報告書では平時にすべきこととして、避難指示権限のある市町村長を気象台長が訪問をするなど、信頼関係の構築に努めることや連携の強化を提言。また市町村ごとの気象・災害情報の特性や災害履歴といった内容をデータベースとしてまとめる方針。かつて気象庁がモデル事業で市町村に気象予報士を派遣し、それが防災対応に有用であったと評価。気象専門家の活用と市町村のニーズに沿った解説ができる人材の育成に努める。

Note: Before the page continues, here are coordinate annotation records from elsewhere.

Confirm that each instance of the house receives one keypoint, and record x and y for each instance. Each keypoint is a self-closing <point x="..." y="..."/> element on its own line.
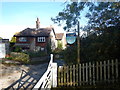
<point x="36" y="39"/>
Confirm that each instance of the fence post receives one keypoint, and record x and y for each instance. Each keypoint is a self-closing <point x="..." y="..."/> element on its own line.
<point x="54" y="74"/>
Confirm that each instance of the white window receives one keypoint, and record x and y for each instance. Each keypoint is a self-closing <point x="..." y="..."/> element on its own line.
<point x="41" y="39"/>
<point x="22" y="39"/>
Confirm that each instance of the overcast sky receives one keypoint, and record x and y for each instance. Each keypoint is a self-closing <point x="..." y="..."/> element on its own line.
<point x="16" y="16"/>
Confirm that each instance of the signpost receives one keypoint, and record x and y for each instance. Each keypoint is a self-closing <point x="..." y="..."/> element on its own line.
<point x="71" y="37"/>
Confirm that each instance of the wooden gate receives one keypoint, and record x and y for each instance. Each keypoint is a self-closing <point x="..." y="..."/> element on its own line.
<point x="91" y="73"/>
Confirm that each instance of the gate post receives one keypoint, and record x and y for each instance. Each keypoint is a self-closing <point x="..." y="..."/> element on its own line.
<point x="54" y="74"/>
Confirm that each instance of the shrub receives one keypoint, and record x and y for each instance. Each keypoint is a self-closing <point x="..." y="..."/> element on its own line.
<point x="22" y="57"/>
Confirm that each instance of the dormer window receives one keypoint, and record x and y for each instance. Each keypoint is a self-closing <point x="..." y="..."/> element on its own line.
<point x="41" y="39"/>
<point x="23" y="39"/>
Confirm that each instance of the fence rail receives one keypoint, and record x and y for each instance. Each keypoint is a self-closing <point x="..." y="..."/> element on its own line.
<point x="26" y="81"/>
<point x="91" y="73"/>
<point x="49" y="78"/>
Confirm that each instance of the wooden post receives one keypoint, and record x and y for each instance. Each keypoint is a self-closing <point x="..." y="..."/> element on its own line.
<point x="116" y="63"/>
<point x="86" y="73"/>
<point x="83" y="74"/>
<point x="77" y="73"/>
<point x="54" y="74"/>
<point x="78" y="44"/>
<point x="80" y="74"/>
<point x="101" y="71"/>
<point x="105" y="71"/>
<point x="97" y="72"/>
<point x="74" y="75"/>
<point x="90" y="76"/>
<point x="113" y="71"/>
<point x="108" y="67"/>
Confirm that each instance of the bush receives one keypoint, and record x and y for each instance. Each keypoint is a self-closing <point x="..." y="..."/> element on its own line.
<point x="22" y="57"/>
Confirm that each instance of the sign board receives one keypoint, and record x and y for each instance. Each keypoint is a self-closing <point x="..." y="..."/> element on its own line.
<point x="70" y="38"/>
<point x="2" y="50"/>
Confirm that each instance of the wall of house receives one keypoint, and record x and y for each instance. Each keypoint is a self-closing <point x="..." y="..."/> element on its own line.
<point x="28" y="40"/>
<point x="53" y="40"/>
<point x="42" y="44"/>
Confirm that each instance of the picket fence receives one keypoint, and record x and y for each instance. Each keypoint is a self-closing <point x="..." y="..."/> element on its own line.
<point x="91" y="73"/>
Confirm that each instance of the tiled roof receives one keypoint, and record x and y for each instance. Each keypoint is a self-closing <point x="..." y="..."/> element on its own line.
<point x="33" y="32"/>
<point x="59" y="36"/>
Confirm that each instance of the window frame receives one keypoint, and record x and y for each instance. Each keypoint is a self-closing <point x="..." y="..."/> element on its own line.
<point x="22" y="39"/>
<point x="41" y="39"/>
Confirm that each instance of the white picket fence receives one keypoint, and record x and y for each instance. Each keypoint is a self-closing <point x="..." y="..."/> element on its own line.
<point x="49" y="78"/>
<point x="90" y="73"/>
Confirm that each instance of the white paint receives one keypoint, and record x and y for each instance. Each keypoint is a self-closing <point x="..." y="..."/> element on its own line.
<point x="49" y="78"/>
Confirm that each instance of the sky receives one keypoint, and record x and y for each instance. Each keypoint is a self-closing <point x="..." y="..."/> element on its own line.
<point x="16" y="16"/>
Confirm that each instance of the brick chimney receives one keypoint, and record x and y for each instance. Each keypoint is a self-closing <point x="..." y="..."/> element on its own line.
<point x="37" y="24"/>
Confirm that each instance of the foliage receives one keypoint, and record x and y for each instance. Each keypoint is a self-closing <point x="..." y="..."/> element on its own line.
<point x="103" y="14"/>
<point x="100" y="14"/>
<point x="96" y="47"/>
<point x="22" y="57"/>
<point x="70" y="14"/>
<point x="101" y="47"/>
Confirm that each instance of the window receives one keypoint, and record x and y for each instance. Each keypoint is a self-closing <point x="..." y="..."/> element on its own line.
<point x="22" y="39"/>
<point x="41" y="39"/>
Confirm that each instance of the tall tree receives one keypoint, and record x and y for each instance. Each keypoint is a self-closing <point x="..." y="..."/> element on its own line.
<point x="104" y="14"/>
<point x="70" y="15"/>
<point x="100" y="14"/>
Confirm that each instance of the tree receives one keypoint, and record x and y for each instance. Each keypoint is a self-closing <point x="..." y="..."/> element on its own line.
<point x="100" y="14"/>
<point x="103" y="14"/>
<point x="70" y="15"/>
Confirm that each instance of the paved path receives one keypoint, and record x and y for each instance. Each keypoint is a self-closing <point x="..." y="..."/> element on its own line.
<point x="10" y="74"/>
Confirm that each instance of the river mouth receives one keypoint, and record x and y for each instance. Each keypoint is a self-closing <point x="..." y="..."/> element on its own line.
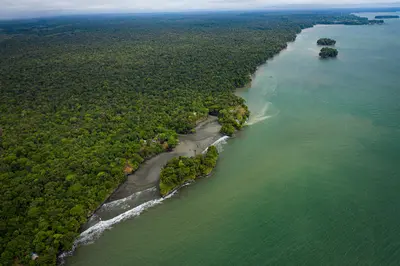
<point x="140" y="191"/>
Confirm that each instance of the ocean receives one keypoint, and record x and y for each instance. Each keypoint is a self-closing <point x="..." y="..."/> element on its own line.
<point x="313" y="180"/>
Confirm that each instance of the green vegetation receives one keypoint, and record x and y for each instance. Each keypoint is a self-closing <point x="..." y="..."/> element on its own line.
<point x="327" y="52"/>
<point x="376" y="21"/>
<point x="84" y="100"/>
<point x="183" y="169"/>
<point x="386" y="16"/>
<point x="326" y="41"/>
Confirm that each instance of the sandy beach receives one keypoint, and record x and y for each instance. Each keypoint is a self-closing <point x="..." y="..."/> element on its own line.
<point x="142" y="186"/>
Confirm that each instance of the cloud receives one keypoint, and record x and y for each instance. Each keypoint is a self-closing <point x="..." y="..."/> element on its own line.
<point x="37" y="7"/>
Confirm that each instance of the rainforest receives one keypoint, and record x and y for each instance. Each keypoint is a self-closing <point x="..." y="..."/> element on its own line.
<point x="84" y="100"/>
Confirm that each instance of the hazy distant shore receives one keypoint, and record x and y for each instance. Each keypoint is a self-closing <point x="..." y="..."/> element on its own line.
<point x="148" y="174"/>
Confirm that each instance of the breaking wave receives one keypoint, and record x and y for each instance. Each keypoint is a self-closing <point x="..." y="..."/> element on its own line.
<point x="260" y="115"/>
<point x="124" y="202"/>
<point x="218" y="144"/>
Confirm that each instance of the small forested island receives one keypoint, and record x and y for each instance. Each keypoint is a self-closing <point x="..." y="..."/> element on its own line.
<point x="326" y="41"/>
<point x="183" y="169"/>
<point x="327" y="52"/>
<point x="386" y="16"/>
<point x="376" y="21"/>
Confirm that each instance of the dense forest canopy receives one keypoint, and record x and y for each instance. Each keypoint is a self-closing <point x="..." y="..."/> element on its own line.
<point x="326" y="41"/>
<point x="184" y="169"/>
<point x="327" y="52"/>
<point x="84" y="100"/>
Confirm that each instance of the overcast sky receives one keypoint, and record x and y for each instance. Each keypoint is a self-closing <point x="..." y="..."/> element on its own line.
<point x="10" y="8"/>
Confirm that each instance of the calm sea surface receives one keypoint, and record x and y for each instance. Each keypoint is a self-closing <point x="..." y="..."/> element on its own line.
<point x="314" y="179"/>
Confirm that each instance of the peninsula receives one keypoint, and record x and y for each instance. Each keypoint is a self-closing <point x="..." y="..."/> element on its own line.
<point x="326" y="41"/>
<point x="86" y="102"/>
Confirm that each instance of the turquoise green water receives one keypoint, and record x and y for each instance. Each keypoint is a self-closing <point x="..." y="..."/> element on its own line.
<point x="315" y="180"/>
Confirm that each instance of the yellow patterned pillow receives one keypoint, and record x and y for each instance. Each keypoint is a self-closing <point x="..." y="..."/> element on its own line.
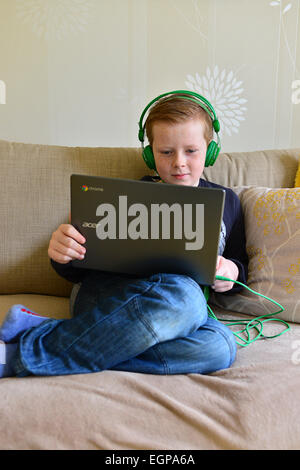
<point x="272" y="220"/>
<point x="297" y="179"/>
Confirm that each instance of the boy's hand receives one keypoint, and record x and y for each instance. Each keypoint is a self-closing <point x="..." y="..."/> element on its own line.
<point x="225" y="268"/>
<point x="65" y="244"/>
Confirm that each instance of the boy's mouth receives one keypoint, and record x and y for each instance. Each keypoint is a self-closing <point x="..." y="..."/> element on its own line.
<point x="180" y="175"/>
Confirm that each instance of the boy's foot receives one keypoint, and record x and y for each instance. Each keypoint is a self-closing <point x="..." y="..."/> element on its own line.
<point x="18" y="319"/>
<point x="7" y="351"/>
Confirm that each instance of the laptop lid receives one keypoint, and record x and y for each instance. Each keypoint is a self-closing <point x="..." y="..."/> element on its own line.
<point x="140" y="227"/>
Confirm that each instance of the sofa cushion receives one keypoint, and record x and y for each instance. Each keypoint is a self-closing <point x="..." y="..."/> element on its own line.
<point x="297" y="179"/>
<point x="35" y="200"/>
<point x="272" y="220"/>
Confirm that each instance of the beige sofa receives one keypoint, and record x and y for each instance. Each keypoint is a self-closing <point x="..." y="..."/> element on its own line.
<point x="253" y="405"/>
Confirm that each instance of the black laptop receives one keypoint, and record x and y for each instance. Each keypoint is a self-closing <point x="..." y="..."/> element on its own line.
<point x="140" y="227"/>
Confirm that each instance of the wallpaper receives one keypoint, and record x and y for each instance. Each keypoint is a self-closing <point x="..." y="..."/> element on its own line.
<point x="80" y="72"/>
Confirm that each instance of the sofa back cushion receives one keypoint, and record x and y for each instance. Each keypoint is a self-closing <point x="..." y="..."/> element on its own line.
<point x="35" y="198"/>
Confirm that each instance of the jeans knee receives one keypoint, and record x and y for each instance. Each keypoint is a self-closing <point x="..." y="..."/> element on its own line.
<point x="225" y="344"/>
<point x="174" y="307"/>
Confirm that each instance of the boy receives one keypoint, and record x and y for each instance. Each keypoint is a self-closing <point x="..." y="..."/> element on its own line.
<point x="155" y="325"/>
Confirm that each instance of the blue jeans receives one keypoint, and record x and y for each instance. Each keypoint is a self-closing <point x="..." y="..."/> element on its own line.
<point x="155" y="325"/>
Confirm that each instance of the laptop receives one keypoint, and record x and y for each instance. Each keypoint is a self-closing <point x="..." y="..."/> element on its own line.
<point x="140" y="228"/>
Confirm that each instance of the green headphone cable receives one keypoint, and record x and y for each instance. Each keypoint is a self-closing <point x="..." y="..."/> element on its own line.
<point x="256" y="323"/>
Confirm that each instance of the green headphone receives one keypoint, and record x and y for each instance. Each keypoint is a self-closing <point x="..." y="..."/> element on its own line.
<point x="213" y="148"/>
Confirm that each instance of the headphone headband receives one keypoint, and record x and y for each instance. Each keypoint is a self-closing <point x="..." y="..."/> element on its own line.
<point x="191" y="95"/>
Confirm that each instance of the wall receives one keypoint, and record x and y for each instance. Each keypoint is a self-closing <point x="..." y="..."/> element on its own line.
<point x="80" y="72"/>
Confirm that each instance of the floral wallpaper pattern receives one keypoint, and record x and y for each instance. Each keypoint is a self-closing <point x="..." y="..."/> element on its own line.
<point x="82" y="71"/>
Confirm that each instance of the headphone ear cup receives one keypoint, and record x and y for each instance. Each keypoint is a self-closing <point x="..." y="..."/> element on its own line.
<point x="212" y="153"/>
<point x="149" y="157"/>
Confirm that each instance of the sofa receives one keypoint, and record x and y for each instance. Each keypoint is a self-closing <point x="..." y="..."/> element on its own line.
<point x="252" y="405"/>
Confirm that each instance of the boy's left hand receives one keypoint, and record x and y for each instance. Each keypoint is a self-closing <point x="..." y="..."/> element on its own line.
<point x="225" y="268"/>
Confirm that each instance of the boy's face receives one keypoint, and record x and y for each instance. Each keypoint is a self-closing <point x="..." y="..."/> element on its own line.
<point x="179" y="151"/>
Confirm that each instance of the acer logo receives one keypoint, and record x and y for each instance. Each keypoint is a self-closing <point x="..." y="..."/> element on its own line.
<point x="89" y="225"/>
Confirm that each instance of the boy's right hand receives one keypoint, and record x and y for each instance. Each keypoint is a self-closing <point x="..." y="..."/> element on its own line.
<point x="66" y="244"/>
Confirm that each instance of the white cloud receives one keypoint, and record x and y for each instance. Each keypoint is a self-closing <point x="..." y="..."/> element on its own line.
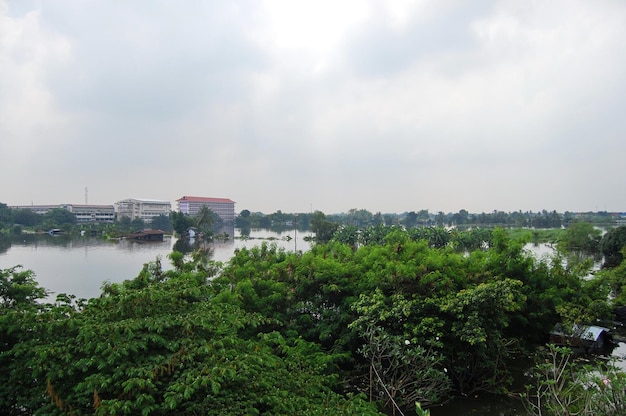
<point x="387" y="106"/>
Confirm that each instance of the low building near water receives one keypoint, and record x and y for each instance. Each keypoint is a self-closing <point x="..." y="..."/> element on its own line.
<point x="147" y="235"/>
<point x="589" y="338"/>
<point x="145" y="209"/>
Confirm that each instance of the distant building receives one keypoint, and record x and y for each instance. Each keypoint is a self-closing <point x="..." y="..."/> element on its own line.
<point x="37" y="209"/>
<point x="144" y="209"/>
<point x="223" y="207"/>
<point x="91" y="213"/>
<point x="84" y="213"/>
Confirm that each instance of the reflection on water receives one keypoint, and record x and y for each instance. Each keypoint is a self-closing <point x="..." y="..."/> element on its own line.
<point x="80" y="265"/>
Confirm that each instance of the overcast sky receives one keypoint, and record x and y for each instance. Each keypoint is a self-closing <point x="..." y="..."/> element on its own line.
<point x="388" y="106"/>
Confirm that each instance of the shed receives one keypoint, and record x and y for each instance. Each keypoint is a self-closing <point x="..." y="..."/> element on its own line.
<point x="588" y="337"/>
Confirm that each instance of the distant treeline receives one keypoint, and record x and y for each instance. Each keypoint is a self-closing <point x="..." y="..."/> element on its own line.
<point x="60" y="218"/>
<point x="364" y="218"/>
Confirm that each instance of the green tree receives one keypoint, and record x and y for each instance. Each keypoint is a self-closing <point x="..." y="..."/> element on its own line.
<point x="26" y="217"/>
<point x="59" y="218"/>
<point x="162" y="222"/>
<point x="581" y="237"/>
<point x="167" y="342"/>
<point x="612" y="244"/>
<point x="322" y="228"/>
<point x="181" y="222"/>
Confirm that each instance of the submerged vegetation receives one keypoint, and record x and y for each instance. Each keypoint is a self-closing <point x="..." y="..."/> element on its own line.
<point x="376" y="319"/>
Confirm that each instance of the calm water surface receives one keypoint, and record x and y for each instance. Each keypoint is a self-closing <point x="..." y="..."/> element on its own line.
<point x="80" y="266"/>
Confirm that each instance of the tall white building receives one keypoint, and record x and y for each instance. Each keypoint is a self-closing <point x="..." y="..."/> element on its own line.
<point x="145" y="209"/>
<point x="223" y="207"/>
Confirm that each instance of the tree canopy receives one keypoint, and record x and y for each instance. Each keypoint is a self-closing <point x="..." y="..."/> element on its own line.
<point x="399" y="317"/>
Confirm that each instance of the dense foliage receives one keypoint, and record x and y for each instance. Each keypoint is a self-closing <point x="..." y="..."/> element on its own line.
<point x="375" y="317"/>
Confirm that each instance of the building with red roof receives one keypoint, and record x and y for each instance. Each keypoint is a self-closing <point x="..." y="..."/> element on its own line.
<point x="223" y="207"/>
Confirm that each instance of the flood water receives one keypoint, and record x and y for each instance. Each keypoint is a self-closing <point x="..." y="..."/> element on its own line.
<point x="80" y="265"/>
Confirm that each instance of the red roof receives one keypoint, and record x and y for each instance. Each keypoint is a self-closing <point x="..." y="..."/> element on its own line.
<point x="204" y="199"/>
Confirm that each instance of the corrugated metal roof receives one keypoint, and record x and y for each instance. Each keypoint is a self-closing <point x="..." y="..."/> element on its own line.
<point x="205" y="199"/>
<point x="588" y="333"/>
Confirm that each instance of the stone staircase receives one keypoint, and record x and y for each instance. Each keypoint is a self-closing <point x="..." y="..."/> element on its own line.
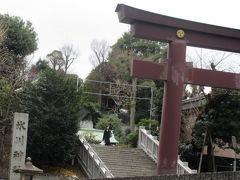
<point x="126" y="162"/>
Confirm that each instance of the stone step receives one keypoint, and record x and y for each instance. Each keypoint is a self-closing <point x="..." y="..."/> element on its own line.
<point x="126" y="162"/>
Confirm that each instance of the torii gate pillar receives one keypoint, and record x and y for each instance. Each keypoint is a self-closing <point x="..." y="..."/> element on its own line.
<point x="178" y="33"/>
<point x="171" y="110"/>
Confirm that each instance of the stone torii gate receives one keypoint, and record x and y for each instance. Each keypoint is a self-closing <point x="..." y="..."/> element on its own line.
<point x="178" y="33"/>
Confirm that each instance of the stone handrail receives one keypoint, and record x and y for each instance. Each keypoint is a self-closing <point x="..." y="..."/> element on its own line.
<point x="149" y="144"/>
<point x="90" y="161"/>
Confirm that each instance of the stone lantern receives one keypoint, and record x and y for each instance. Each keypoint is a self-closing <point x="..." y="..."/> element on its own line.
<point x="28" y="170"/>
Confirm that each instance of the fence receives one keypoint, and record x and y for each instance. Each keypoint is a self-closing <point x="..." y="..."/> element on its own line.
<point x="149" y="144"/>
<point x="90" y="162"/>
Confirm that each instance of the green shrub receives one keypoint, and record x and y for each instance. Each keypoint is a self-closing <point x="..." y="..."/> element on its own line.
<point x="90" y="137"/>
<point x="132" y="138"/>
<point x="113" y="121"/>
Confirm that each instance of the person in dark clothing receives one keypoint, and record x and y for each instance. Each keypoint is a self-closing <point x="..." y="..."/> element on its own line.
<point x="106" y="136"/>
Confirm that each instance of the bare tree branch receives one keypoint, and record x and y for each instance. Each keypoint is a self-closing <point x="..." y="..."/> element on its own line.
<point x="100" y="52"/>
<point x="70" y="54"/>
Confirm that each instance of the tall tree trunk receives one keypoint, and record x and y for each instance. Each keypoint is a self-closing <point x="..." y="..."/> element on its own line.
<point x="133" y="104"/>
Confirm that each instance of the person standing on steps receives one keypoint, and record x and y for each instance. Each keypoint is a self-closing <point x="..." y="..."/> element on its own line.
<point x="106" y="136"/>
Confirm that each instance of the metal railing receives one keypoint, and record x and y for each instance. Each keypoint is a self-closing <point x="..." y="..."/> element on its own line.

非常時は平時に蓄えた知見やデータベースの情報を活用。例えば台風が近づいてきているときは数日前から説明会を開催し、予報官コメントを出すほか、市町村への電話連絡を行う。さらに気象台職員による支援チームを都道府県や市町村に派遣する。
九州北部豪雨でも気象庁は福岡管区気象台と大分地方気象台から市町村に電話連絡。被害が大きかった福岡県朝倉市には5~6日にかけて5回連絡し、状況解説以外に市長に「間もなく大雨特別警報を発表」という知らせも行っている。さらに朝倉市に4人、日田市に2人などリエゾン派遣などを行っていることが報告された。
気象庁の橋田俊彦長官は「気象台がこれまで以上に地域目線で職務に取り組むのと同時に、気象台の役割を地域住民に理解していただきたい。今回の報告書を気象庁職員もしっかり読むことが、体質を変えるきっかけになると思う」と述べ、地域防災への気象台の貢献に意欲をみせた。